While earning esteem at work, in your neighborhood, or among family members may often be a good thing, Paul reminds us that it is when this is our driving motivation that we may be out of accord with the very purpose for which we are created, and for which we are redeemed.   

So how do we know when we are falling into this? (Yes, when, not if.)   

The great English Puritan, Richard Baxter, provides us with some thoughts, and exhorts us: “See therefore that you live for God’s approval as that which you chiefly seek, and as that will suffice you.”
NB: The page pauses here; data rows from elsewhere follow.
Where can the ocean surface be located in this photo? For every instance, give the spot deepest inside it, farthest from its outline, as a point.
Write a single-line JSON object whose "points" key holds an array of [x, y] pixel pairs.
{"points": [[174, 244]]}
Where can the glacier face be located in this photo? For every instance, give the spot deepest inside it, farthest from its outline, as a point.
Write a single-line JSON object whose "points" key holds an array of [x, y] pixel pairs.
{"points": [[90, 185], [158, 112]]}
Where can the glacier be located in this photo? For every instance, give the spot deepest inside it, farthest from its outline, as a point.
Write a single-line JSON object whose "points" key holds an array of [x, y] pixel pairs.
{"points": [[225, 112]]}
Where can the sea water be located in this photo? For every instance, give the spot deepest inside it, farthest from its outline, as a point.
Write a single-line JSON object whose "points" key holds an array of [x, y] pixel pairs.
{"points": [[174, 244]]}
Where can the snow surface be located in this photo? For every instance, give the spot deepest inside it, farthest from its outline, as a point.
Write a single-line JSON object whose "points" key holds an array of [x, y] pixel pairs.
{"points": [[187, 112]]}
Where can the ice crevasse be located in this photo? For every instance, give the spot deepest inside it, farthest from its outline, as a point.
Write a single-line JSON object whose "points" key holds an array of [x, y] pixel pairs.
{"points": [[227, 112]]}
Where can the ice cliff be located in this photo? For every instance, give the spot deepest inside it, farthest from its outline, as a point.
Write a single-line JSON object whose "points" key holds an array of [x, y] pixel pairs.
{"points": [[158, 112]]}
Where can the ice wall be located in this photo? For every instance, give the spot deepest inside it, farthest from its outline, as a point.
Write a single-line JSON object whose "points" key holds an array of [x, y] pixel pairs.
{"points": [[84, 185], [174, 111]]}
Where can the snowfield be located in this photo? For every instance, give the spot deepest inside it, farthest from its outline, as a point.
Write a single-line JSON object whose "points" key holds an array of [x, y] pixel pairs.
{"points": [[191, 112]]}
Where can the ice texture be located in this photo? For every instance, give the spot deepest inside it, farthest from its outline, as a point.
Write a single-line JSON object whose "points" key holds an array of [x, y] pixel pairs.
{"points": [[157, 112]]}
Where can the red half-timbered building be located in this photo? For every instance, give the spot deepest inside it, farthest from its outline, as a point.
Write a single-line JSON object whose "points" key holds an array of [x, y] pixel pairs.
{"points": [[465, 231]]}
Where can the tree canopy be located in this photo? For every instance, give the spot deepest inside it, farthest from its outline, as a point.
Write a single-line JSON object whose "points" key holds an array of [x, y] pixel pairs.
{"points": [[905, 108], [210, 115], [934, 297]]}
You may discover yourself by these signs: 

  1. You will be careful to understand the Scripture, to know what pleases and displeases God
  2. You will be more careful in the doing of every task, to fit it to the pleasure of God rather than men.
  3. You will look to your hearts, and not only to your actions; to your goals, and thoughts, and the inward manner and degree.
  4. You will look to secret duties as well as public, and to that which men do not see as well as those which they see.
  5. You will revere your conscience, paying close attention to it, and not slighting it; when it tells you of God’s displeasure, it will disquiet you; when it tells you of His approval, it will comfort you.
  6. Your pleasing men will be charitable for their good, and pious (holy) in order to please God, not proud and ambitious for your honor among men, nor impious against the pleasing of God.

Baxter Goes on to say:

Whether men are pleased or displeased, how they judge you or what they call you, will seem a small matter to you, as their own interests, in comparison to God’s judgment. You don’t live for them. You can bear their displeasure, and comments, if God is pleased.